I don't expect that a UK Prime Minister will make the case for legalisation anytime soon. The Daily Mail and the prejudices of its readers are too powerful to allow that (have I mentioned the Daily Mail before?) However, the public will increasingly become aware that the drugs laws are a pathetic joke - the single biggest blight on the world since malaria. They will become aware that legalistion and regulation will: -

- slash (and I mean SLASH) crime;
- not lead to a huge increase in drug use;
- generate savings for NHS budgets as existing users become healthier;
- provide a massive source of new tax revenue;
- create a whole new field of legitimate employment;
- strangle funding to terrorists;
- Kick the feet away from organised crime (at least until they find a new source of revenue); and
- generate more wealth and social cohesion in developing nations, who will be able to legitimately profit from the trade.

And they will demand change. One day. Within the next 20-50 years.

1 comment:

  1. A couple of footnotes.

    Public opinion appears to be moving faster than I thought and the number of expert voices willing to speak out grows constantly.

    It is most interesting to note the Daily Mail's stance on this. I have been very critical of the Mail in the past, and will continue to be. However, they have reported on the latest "legalise drugs" story in a most uncritical way. (
    http://www.dailymail.co.uk/news/article-1303590/Prof-Ian-Gilmore-Legalise-heroin-cocaine-cut-crime-improve-health.html)

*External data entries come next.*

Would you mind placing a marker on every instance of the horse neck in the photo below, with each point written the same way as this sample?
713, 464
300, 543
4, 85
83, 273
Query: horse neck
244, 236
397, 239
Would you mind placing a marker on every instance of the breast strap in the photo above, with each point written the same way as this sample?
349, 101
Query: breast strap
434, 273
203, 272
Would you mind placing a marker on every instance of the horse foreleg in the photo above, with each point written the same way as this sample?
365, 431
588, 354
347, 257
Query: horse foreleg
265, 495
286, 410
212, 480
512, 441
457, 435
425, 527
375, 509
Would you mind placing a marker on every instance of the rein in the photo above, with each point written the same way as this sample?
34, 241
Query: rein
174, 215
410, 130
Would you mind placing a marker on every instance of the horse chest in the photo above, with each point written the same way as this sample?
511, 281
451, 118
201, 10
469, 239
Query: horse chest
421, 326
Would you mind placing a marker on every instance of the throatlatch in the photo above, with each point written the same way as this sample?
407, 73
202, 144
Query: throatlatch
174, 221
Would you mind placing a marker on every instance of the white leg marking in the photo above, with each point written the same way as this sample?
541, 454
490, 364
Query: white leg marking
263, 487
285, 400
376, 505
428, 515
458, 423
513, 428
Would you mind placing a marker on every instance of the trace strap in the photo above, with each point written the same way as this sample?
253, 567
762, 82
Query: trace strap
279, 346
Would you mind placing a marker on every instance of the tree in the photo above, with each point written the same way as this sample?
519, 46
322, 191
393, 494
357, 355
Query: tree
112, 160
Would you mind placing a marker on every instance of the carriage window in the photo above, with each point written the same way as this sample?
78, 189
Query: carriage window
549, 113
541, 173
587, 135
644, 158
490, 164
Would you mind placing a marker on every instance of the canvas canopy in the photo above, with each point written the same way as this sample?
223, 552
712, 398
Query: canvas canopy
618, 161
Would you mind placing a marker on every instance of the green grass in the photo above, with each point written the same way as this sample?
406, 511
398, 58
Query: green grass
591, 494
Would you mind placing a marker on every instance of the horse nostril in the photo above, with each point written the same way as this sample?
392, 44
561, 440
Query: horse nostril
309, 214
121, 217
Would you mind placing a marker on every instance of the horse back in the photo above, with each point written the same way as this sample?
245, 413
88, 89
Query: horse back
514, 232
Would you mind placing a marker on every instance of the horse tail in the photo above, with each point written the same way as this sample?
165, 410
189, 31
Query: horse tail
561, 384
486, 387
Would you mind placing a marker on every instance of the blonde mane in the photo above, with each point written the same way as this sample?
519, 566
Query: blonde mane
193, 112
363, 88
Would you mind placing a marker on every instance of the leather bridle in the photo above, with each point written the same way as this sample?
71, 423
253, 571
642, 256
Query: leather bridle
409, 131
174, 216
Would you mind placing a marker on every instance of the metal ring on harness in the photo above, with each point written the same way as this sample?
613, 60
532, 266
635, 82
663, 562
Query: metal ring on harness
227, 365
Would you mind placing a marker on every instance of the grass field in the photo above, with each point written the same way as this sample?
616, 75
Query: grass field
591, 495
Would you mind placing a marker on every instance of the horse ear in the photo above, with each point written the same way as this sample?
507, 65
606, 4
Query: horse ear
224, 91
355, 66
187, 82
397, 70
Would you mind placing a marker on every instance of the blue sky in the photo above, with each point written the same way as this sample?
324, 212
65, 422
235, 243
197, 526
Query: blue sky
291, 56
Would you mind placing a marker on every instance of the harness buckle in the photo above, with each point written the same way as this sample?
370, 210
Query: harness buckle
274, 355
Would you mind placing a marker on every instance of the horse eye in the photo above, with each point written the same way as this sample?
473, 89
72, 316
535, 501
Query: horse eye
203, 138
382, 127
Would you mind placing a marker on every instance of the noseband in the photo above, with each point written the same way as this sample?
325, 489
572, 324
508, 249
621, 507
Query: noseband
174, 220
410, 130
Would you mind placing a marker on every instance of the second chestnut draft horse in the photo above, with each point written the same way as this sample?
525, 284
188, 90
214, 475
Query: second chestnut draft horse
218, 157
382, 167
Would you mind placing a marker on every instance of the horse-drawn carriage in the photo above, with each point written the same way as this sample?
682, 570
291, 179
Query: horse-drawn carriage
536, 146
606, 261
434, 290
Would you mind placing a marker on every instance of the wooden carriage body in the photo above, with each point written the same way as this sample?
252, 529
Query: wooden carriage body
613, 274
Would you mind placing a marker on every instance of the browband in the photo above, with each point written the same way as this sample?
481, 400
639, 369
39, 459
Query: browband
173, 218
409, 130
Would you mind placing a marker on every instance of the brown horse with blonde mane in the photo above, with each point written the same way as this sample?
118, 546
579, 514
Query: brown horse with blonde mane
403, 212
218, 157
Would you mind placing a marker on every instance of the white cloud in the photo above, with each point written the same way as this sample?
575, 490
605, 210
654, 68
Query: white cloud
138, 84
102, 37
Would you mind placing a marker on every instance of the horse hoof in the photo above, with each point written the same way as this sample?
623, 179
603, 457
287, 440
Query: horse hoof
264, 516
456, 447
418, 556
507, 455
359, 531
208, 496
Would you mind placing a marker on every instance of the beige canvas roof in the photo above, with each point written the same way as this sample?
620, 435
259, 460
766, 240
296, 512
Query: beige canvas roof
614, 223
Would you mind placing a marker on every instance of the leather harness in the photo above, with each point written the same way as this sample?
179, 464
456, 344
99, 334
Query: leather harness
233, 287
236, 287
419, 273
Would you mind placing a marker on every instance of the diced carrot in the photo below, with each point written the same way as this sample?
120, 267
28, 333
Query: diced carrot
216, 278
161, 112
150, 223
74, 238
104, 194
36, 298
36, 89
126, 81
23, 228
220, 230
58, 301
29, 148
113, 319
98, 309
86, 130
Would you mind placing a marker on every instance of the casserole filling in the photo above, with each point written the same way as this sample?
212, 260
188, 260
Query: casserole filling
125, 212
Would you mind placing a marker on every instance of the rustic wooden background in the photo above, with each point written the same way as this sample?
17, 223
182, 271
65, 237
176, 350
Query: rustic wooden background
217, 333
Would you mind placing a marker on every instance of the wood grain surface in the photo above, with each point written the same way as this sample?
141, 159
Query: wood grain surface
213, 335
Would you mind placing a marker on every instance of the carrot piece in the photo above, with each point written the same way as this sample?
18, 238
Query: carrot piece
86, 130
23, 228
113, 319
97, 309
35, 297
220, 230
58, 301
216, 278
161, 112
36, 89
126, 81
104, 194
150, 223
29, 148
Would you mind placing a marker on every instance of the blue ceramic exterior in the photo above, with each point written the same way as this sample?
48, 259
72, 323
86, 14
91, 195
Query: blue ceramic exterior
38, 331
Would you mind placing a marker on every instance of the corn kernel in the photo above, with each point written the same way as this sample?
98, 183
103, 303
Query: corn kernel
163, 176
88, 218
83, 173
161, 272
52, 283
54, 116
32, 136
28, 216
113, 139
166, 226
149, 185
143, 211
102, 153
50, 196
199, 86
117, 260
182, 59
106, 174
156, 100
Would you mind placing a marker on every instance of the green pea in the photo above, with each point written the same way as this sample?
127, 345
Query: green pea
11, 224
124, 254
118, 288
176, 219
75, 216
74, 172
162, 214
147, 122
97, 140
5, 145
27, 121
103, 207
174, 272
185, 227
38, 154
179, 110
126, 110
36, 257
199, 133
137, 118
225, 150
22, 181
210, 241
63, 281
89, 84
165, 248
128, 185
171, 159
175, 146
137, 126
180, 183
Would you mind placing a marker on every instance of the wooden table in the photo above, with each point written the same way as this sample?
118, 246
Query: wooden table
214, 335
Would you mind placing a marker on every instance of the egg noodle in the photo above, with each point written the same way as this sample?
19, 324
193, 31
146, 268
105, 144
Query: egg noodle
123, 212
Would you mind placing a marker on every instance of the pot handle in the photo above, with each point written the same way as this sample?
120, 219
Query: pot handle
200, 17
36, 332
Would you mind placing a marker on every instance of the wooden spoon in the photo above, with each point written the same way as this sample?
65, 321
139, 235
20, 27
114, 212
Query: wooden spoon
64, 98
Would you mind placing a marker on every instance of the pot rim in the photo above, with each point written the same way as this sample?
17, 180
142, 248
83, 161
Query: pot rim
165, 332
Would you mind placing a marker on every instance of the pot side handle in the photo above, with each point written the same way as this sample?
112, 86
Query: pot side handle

    They report the comments of the outgoing president of the Royal College of Physicians without snearing once. The only voices of dissent were added at the end of the Mail's article, almost as an afterthought (and the comments were so ridiculously one-dimensional as to be easily dismissed by even some of the Mail's most ill-informed readers).

    So while I can't congratulate the Mail on good reporting - they simply go for the route of least resistance in terms of cost of production and likely impact on circulation - their willingness on this occasion to report the unexpurgated facts is a wonderful indication of middle-England's mood.

    But the really interesting thing for me was a recent conversation with a member of my extended family. I didn't prompt the conversation, but when it came up I was expecting to be told that the drugs laws were necessary, but unduly lenient. In fact, I was told (without prompting on my part) that all drugs should be legalised!

    Did I say 20 years? Make that 10.